Eating in a calorie deficit is important, but you also want to train your abdominal muscles so that they can grow. But how do you train your abdominal muscles?

You train them the same as any muscle group; with enough reps, sets, and even resistance should you need it.

A good place to start is to perform a crunching motion, a leg raise, and a twist to help hit the abdominal muscles from every angle. For example:

  • 3 sets of 15-20 reps of Ab Crunches
  • 3 sets of 15-20 reps of Lying Leg Raises
  • 3 sets of 15-20 reps of Russian Twists

Cardiovascular Exercise

Although cardio is not the most efficient way to train for abs, it can still help you to burn some extra calories and help with your energy balance.

Running a few times per week for 15-60 minutes is low intensity and low-stress activity that can help to add a few thousand extra steps per day to your tally that is healthy for the entire body.

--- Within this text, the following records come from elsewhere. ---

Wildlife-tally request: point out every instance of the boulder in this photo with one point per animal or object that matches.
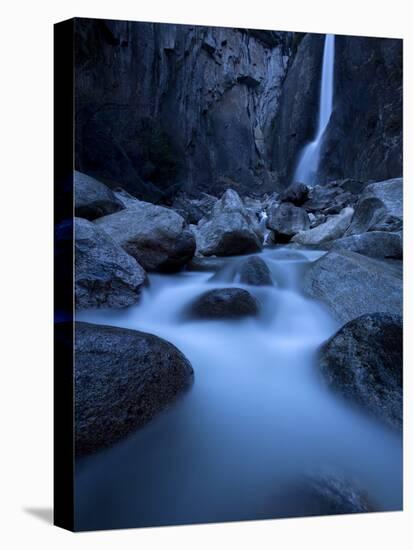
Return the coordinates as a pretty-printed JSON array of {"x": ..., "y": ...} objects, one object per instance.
[
  {"x": 351, "y": 284},
  {"x": 376, "y": 244},
  {"x": 297, "y": 193},
  {"x": 229, "y": 230},
  {"x": 254, "y": 271},
  {"x": 363, "y": 363},
  {"x": 320, "y": 496},
  {"x": 122, "y": 379},
  {"x": 92, "y": 198},
  {"x": 105, "y": 275},
  {"x": 154, "y": 235},
  {"x": 380, "y": 208},
  {"x": 287, "y": 220},
  {"x": 224, "y": 303},
  {"x": 333, "y": 228}
]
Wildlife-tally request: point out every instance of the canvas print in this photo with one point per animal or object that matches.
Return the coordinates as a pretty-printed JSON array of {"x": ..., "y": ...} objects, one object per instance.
[{"x": 237, "y": 282}]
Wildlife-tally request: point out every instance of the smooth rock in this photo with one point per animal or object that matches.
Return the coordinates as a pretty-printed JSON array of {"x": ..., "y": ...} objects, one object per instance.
[
  {"x": 224, "y": 303},
  {"x": 363, "y": 363},
  {"x": 254, "y": 271},
  {"x": 376, "y": 244},
  {"x": 333, "y": 228},
  {"x": 229, "y": 230},
  {"x": 122, "y": 379},
  {"x": 105, "y": 275},
  {"x": 92, "y": 198},
  {"x": 154, "y": 235},
  {"x": 351, "y": 284},
  {"x": 287, "y": 220}
]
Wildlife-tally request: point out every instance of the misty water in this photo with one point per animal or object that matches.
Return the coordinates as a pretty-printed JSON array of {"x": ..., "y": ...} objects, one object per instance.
[
  {"x": 256, "y": 418},
  {"x": 307, "y": 167}
]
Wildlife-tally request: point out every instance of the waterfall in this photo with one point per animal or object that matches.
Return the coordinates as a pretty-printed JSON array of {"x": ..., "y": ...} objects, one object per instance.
[{"x": 307, "y": 167}]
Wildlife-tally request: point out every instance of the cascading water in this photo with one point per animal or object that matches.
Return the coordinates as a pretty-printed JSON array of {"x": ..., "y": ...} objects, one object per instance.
[
  {"x": 306, "y": 171},
  {"x": 256, "y": 417}
]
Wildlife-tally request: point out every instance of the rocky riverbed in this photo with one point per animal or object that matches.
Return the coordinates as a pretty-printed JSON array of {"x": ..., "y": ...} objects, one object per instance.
[{"x": 235, "y": 352}]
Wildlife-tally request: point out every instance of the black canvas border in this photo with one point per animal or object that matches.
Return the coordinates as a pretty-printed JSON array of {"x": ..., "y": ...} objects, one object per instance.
[{"x": 63, "y": 274}]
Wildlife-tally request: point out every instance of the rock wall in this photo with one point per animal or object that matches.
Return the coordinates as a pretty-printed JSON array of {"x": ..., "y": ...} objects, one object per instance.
[{"x": 162, "y": 108}]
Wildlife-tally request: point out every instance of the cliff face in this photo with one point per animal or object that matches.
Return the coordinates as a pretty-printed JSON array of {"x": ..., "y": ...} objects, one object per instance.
[{"x": 162, "y": 107}]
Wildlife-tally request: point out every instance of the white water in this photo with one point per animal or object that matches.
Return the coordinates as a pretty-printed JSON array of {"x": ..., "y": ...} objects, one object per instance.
[
  {"x": 256, "y": 417},
  {"x": 307, "y": 167}
]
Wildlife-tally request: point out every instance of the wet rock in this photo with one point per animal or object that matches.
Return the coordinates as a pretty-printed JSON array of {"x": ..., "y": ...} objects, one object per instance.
[
  {"x": 363, "y": 363},
  {"x": 155, "y": 236},
  {"x": 333, "y": 228},
  {"x": 122, "y": 379},
  {"x": 376, "y": 244},
  {"x": 224, "y": 303},
  {"x": 296, "y": 194},
  {"x": 105, "y": 275},
  {"x": 229, "y": 230},
  {"x": 286, "y": 221},
  {"x": 380, "y": 208},
  {"x": 254, "y": 271},
  {"x": 92, "y": 198},
  {"x": 351, "y": 284}
]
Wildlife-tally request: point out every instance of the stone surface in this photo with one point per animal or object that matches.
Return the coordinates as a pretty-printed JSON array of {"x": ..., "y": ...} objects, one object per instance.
[
  {"x": 380, "y": 208},
  {"x": 351, "y": 284},
  {"x": 105, "y": 275},
  {"x": 229, "y": 230},
  {"x": 224, "y": 303},
  {"x": 92, "y": 198},
  {"x": 122, "y": 379},
  {"x": 376, "y": 244},
  {"x": 333, "y": 228},
  {"x": 254, "y": 271},
  {"x": 287, "y": 220},
  {"x": 363, "y": 363},
  {"x": 155, "y": 236}
]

Just be wary of doing too much cardio; as this can negatively impact how much energy you have for other activities.

As studies show that excessive cardio can drive down your motivation to move throughout the rest of the day.

In other words; if you do too much EAT, you run the risk of dropping your NEAT.

Final Thoughts

So there you have it! We hope that you found this article useful and that it helps you to understand how to approach your path to visible abs.

Focus on the many areas and try to remove the reductionist mindset of more running = more body fat burning. It’s going to make your journey a lot simpler!